Come si farà a convincere una "massa" ad attraversare il
deserto verso una terra che è solo promessa e magari questo viaggio dura anche
quaranta anni. Nelle similitudini ci sta dentro naturalmente anche la
traversata a nuoto di Grillo che ha conquistato la Sicilia a nuoto. L'impostazione
della manipolazione parte sempre dal "creare un problema" o
evidenziarne uno al fine di vendere le propria soluzione. Per fare un esempio, il cristianesimo crea il problema del peccato
originale al fine di "vendere il servizio" della remissione, della salvezza,
della redenzione solo attraverso la chiesa, ma non basta è necessario
fidelizzare il cliente ossia non risolvi il problema con una prestazione "una
tanutm" è necessario creare delle tappe dalla nascita (battesimo) fino
alla morte (unzione degli infermi) affinché tu mai da solo potrai salvarti ed
essere consapevole, ma dovrai essere sempre attaccato alla mio servizio. Questa
teoria nota è spiegata bene nel libro "Gesu lava più Bianco". Solo
che il marketing si evolve e la tecnologià ci offre sempre più mezzi e quindi
anche la manipolazione diventa sempre più sofisticata. Il leader deve gestire
la "speranza" della massa sulla soluzione del problema. Grillo in
qualche maniera, nonostante ha preparato il suo percorso da oltre un ventennio,
si è trovato il protocollo già spianto, in quanto non ha avuto la necessità di
creare il problema per vendere il suo servizio, il problema è arrivato da se,
ossia la crisi mondiale di sistema.
Ma quale è il valore aggiunto che offre
grillo, che altri non offrono nel gioco della manipolazione, rispetto al
vecchio sistema manipolatorio dei suoi contendenti (Monti, Bersani, Berlusconi,
Giannino). Il servizio di semplificazione ed interpretazione della realtà.

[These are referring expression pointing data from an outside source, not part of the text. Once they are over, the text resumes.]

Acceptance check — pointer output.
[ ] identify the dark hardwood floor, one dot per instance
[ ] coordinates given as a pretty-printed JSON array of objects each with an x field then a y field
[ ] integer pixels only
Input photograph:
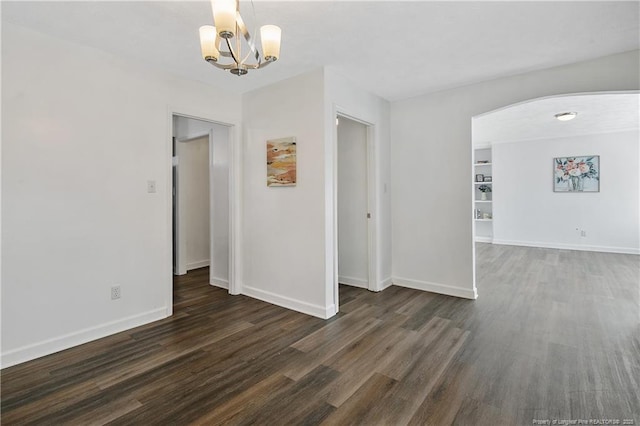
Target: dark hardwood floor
[{"x": 554, "y": 335}]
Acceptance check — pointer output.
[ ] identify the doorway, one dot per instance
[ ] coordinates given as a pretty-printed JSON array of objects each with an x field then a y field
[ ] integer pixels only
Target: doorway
[
  {"x": 201, "y": 166},
  {"x": 353, "y": 204}
]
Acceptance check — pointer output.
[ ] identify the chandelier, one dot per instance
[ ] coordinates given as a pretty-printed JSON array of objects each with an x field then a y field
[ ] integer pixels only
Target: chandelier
[{"x": 230, "y": 35}]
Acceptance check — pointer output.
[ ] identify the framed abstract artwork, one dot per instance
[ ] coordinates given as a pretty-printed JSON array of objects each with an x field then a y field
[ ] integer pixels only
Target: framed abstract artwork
[
  {"x": 281, "y": 162},
  {"x": 576, "y": 174}
]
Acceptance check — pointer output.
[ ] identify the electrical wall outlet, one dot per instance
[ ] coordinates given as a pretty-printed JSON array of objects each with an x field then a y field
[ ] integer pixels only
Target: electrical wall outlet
[{"x": 115, "y": 292}]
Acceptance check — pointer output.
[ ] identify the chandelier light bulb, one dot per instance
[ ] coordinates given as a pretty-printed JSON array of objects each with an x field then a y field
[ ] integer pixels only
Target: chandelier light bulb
[{"x": 270, "y": 35}]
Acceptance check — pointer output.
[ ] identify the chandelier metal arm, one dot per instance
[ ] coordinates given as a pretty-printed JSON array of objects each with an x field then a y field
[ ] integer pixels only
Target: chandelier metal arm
[
  {"x": 231, "y": 52},
  {"x": 247, "y": 36},
  {"x": 232, "y": 28}
]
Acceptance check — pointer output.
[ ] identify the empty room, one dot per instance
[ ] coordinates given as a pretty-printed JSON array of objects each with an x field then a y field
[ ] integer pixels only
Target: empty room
[{"x": 320, "y": 212}]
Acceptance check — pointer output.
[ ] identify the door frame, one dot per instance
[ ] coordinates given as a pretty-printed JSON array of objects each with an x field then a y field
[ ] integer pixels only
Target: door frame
[
  {"x": 234, "y": 150},
  {"x": 181, "y": 266},
  {"x": 372, "y": 206}
]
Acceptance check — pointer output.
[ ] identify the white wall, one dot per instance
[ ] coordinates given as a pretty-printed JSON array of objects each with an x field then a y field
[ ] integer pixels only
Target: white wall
[
  {"x": 81, "y": 136},
  {"x": 283, "y": 232},
  {"x": 529, "y": 213},
  {"x": 185, "y": 128},
  {"x": 353, "y": 257},
  {"x": 193, "y": 205},
  {"x": 345, "y": 97},
  {"x": 431, "y": 153}
]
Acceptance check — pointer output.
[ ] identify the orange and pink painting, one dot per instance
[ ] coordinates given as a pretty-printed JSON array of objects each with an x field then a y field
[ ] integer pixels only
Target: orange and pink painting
[{"x": 281, "y": 162}]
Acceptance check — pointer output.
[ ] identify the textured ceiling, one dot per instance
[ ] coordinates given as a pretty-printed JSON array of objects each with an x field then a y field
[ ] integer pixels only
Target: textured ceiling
[
  {"x": 394, "y": 49},
  {"x": 534, "y": 120}
]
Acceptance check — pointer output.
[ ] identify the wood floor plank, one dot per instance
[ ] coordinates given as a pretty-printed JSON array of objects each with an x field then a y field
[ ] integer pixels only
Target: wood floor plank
[{"x": 553, "y": 335}]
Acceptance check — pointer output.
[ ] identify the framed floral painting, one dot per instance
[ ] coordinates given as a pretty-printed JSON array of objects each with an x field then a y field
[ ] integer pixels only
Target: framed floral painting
[{"x": 576, "y": 174}]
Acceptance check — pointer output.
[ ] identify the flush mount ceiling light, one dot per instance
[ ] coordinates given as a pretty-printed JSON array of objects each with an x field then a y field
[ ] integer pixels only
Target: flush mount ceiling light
[
  {"x": 230, "y": 36},
  {"x": 566, "y": 116}
]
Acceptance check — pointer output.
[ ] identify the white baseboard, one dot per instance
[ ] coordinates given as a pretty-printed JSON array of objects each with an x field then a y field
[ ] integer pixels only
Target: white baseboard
[
  {"x": 480, "y": 239},
  {"x": 198, "y": 264},
  {"x": 561, "y": 246},
  {"x": 289, "y": 303},
  {"x": 356, "y": 282},
  {"x": 386, "y": 284},
  {"x": 57, "y": 344},
  {"x": 466, "y": 293},
  {"x": 219, "y": 282}
]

I "vecchi" stanno applicando il sistema di "Tchakhotine",
"Le Bon", "Bernays" riassunto in: AFFERMARE (senza
spiegare)- RIPETERE (migliaia di volte sempre le stesse parole) - CONVIZIONE
(invogliare il passa parole). La ingegneria del consenso ormai è una scienza
matura e chi non la conosce, rischia di perdersi la visione complessiva. Il
neomarketing e/o neuromarketing di Grillo che volutamente vuole trascinare verso la rete ha tecniche più sofisticate che
si basa su una banda portante di cui il suo blog è l'emettitore e serve a traduttore della realtà. Qui non stiamo
analizzando una questione di bontà ne morale, ossia se l'interpretazione di
Grillo sia giusta o sbagliata, ma se sia appropriato e lineare il metodo che
lui e il suo movimento applica. La domanda è la seguente, il popolo (il suo
popolo) sceglie liberamente oppure scegli dopo essere stato debitamente "emozionato",
"manipolato" e "fascinato"
ma risulta libero? Nella impostazione "comunicativa
della propaganda" c'è sempre un nemico da definire ed individuare su cui
far convergere l'attenzione della massa che Grillo vede nel "sistema"
ma devia e concentra l'attenzione sul "politico", in primis ma poi mette insieme i dirigenti tutti di
ogni settore dalle banche alle multinazionali, ecc. Vuole un nuovo sistema
diverso da quello della politica e fa un "movimento" da non confondersi
con il "partito". Nel movimento l'esercizio della discussione diretta
(salvo tra i capi) non c'è dalle sue
stesse affermazioni, sembra che lui neanche li conosce chi siano i candidati, e
che non si conoscono neanche tra loro,
anche se ne analizza i curriculum e ne fa il garante, e in un contesto
democratico chi lo ha eletto garante? Non c'è una valutazione se non mediata
dalla rete che fa da delega alla legittimazione dei suoi monologhi. Questo non
è esercizio di Democrazia diretta, certamente riduce il sistema piramidale
gerarchico che nel sistema grillo risulta molto schiacciato. Tutto questo
comporta in termini di "quantità", "qualità" e "velocità"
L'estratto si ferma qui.